Binkley admonishes to always gain permission from the landowner before digging. And as a little enticement, perhaps offer to share some of the find with the landowner.

“I tell people I meet that bottle enthusiasts like myself who dig into a privy are just like those with metal detectors looking for coins,” Binkley said. “And just like those with metal detectors, I’ve come up with old marbles, ivory toothbrushes, an old pistol, porcelain dolls and much more. Privies were the spot the people discarded just about anything and atop the list are old medicine bottles, bitters bottles, milk bottles and others.”

“Contrary to what many believe, there is no bad smell, germs or bacterial to worry about,” Binkley said. “Mother Nature has turned all the biological contents back into pure earth compost.”

Upon gaining permission to dig on one’s property, the real work begins. Bottle hunters like Binkley look for slight depressions in the ground where the pit has sunk over the years. It was customary, he says, that homeowners dug new holes after 10 to 15 years as many privies has wood-lined pits. Others were lined with stone and oftentimes brick.

“The probe is the main tool in privy digging,” Binkley said. “We make our probes out of spring steel. You begin by slowly sticking the probe in a likely spot. If it goes down easily without much effort it may be a privy.”

Binkley says most privies measured 3 ½ by 3 ½ feet, and were roughly 5 feet deep. They also included a cap, a six-inch layer of clay, ash or sand. The purpose of the cap was to stop the smell of the pit.

Once approaching a four foot depth, hand spades and other small hand tools take the place of shovels.

“Now the fun begins,” Binkley said. “Digging from this point on has to be slow or you’ll be breaking glass. Once the bottom is felt it’s time to fill the hole back in. Keep in mind to keep the owner happy with a clean fill and to make sure it’s level. We even take the time to plant new grass seed as a way of thanking the owner.”

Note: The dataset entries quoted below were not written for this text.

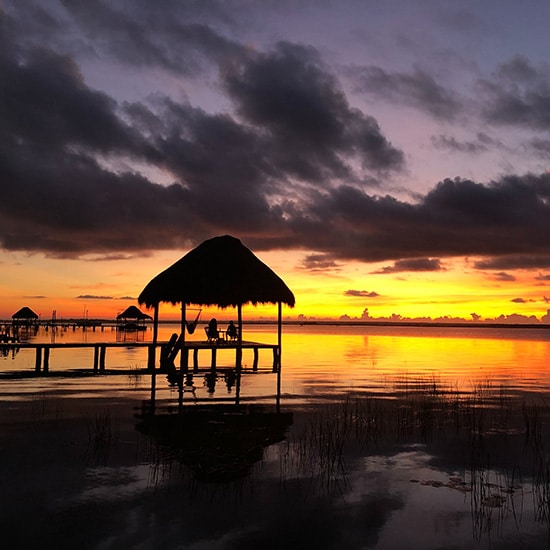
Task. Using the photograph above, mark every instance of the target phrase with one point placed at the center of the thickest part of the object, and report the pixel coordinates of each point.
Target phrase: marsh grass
(102, 433)
(44, 408)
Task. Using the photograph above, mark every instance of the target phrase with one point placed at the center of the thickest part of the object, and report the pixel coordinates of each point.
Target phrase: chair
(211, 337)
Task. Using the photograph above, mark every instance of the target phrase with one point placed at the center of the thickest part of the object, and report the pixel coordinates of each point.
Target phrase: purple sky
(404, 132)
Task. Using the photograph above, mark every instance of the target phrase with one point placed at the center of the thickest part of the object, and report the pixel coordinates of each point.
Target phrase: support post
(38, 359)
(151, 357)
(96, 358)
(46, 359)
(102, 351)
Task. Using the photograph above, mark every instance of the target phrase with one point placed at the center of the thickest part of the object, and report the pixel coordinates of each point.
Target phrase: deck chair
(211, 337)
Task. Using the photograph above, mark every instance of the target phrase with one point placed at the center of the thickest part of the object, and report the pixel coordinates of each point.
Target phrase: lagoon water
(396, 437)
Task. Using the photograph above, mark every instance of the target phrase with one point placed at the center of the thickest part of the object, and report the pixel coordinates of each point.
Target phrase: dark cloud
(514, 262)
(415, 264)
(518, 94)
(292, 167)
(417, 89)
(503, 276)
(481, 144)
(520, 301)
(93, 297)
(178, 38)
(319, 262)
(290, 94)
(361, 293)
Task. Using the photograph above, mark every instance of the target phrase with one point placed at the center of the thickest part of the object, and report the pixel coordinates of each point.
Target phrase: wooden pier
(43, 349)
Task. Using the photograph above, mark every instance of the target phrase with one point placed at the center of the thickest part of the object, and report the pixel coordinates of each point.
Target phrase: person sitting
(212, 330)
(231, 331)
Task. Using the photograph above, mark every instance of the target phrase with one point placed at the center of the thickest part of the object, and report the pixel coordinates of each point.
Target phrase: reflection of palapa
(218, 443)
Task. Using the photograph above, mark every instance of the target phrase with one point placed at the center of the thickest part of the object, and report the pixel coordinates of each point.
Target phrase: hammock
(192, 325)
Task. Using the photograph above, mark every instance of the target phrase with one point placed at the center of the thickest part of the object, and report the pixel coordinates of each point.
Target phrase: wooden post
(96, 358)
(279, 348)
(255, 363)
(38, 359)
(151, 357)
(239, 353)
(184, 363)
(102, 351)
(196, 359)
(46, 359)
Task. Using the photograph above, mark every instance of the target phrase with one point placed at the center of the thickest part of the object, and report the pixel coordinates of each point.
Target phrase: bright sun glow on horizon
(102, 289)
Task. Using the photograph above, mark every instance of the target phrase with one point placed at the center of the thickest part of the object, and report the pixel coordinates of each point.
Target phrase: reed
(102, 432)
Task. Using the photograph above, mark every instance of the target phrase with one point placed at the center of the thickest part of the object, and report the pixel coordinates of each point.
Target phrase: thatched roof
(132, 312)
(220, 271)
(25, 313)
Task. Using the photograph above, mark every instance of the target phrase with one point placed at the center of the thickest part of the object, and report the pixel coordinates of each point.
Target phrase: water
(397, 437)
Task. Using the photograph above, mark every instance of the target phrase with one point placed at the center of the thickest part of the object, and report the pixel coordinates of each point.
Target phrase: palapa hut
(25, 316)
(219, 272)
(132, 318)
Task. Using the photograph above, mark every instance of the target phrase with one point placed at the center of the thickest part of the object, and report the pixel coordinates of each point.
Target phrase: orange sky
(102, 289)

Mike Schaff, of West Lafayette, Ind., has a vintage bottle collection numbering around 1,000 bottles. Half, he says, came by way of the privy, or outhouse. He also has luck in his search when knowing where dump sites were located.

“Most cities and towns started having dump sites in the 1870s and were getting more popular by the 1890s,” Schaff said. “The dump was usually within a mile from the city or town. If you can locate the original dump site you’ll likely find the oldest bottles. Many times they were located at the end of a field, just inside a wooded area, or ravine.

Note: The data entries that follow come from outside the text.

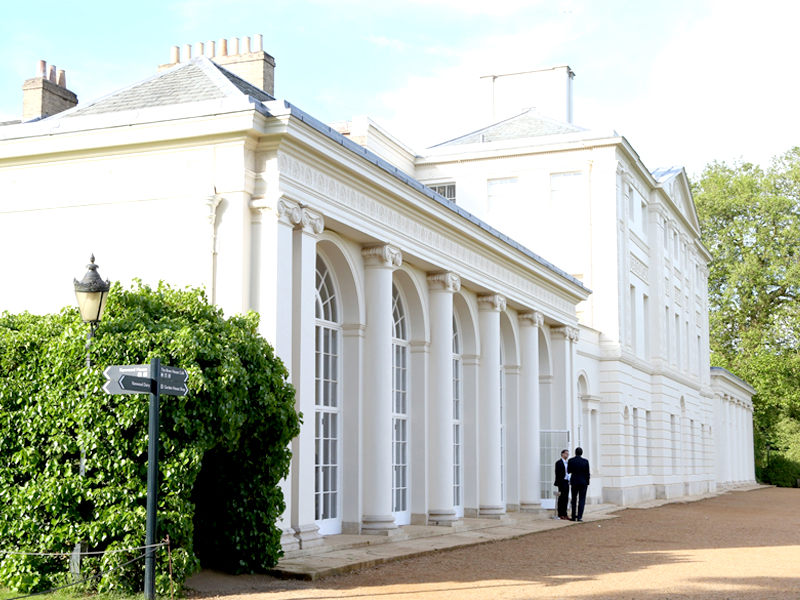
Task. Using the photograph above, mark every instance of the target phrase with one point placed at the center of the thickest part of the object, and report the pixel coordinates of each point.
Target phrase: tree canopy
(750, 219)
(224, 446)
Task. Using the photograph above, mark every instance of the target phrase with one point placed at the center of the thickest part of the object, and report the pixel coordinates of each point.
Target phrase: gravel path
(741, 545)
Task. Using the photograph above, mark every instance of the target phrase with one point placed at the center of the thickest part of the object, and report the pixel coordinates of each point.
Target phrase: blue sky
(686, 82)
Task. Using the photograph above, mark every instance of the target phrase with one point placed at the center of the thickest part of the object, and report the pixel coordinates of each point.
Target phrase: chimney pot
(47, 94)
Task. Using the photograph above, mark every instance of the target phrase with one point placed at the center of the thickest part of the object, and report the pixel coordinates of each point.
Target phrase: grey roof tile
(196, 80)
(526, 125)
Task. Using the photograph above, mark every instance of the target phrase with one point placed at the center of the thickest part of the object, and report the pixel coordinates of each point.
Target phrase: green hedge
(239, 414)
(781, 471)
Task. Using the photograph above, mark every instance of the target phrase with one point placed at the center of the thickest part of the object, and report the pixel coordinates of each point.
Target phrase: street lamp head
(92, 293)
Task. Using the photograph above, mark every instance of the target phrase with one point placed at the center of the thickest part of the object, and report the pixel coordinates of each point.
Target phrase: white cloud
(432, 109)
(383, 42)
(719, 90)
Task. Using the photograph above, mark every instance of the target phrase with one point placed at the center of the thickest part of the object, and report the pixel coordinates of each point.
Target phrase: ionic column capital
(570, 333)
(298, 216)
(382, 255)
(533, 319)
(494, 302)
(446, 282)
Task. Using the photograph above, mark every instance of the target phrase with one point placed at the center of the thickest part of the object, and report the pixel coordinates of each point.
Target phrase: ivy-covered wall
(224, 446)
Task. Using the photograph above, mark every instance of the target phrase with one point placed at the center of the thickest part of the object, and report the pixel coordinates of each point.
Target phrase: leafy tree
(750, 219)
(230, 434)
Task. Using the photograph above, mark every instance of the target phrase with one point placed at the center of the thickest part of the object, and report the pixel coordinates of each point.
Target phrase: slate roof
(193, 81)
(526, 125)
(663, 174)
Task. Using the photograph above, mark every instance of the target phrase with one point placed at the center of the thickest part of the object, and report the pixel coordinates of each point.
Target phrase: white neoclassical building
(440, 362)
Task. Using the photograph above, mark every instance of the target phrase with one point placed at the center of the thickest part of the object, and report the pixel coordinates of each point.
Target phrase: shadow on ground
(635, 546)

“But my best finds come from old farm homesteads as they often had a fruit cellar. Under an old farmhouse porch is another good spot. Many old barns had a ramp made out of dirt to enter the barn. I’ve dug old bottles on the sides of these ramps.”

Both men attest to have excavated many valuable whiskey bottles, old flasks and bitters bottles through their efforts. Binkley unearthed a deep olive Horse flask, dated 1830-1844, with an open pontil scar. The day of this show he sold it for $550.

Other unearthed treasures from Binkley include an early (1820-1840) Columbia-Eagle B pint flask, which he sold for $450; several E.J.F. Brands, olive green gin bottles (circa 1865), appraised at $150 apiece; a pair of Pontiled Hunter/Fisherman Calabash flasks (circa 1845-1850), asking price of $125 per bottle; and a trio of large quart Schnapps in a limey olive green bottle (circa 1870), valued at $90 per bottle.

“Of course, I’ve mostly run across medicine bottles from the late 1800s, ink bottles, poison bottles, food jars, bitters bottles and soda bottles of all shapes, sizes and colors,” Binkley said.

Schaaf’s collection is filled with mostly medicine bottles, taken from many agriculture privies in western New York, like a 7-inch Lyon’s/Kathairon pontiled hair bottle from 1850, with distinct embossing on all four sides (sold that day for $150); a Smith Green Mountain Renovator bottle of deep root beer amber hue, an 8 ¾ inch bottle with a hand tooled double collar (valued at $85); and several 5 ¼-inch Kaesbey & Mattison Co, Chemists of Ambler, Pa., bottles of medium sapphire blue, valued at $25 apiece.

Schaff suggests anyone wanting to venture into privy digging first go to www.bottlebooks.com and purchase a copy of the book The Secrets of Privy Digging by John Odell.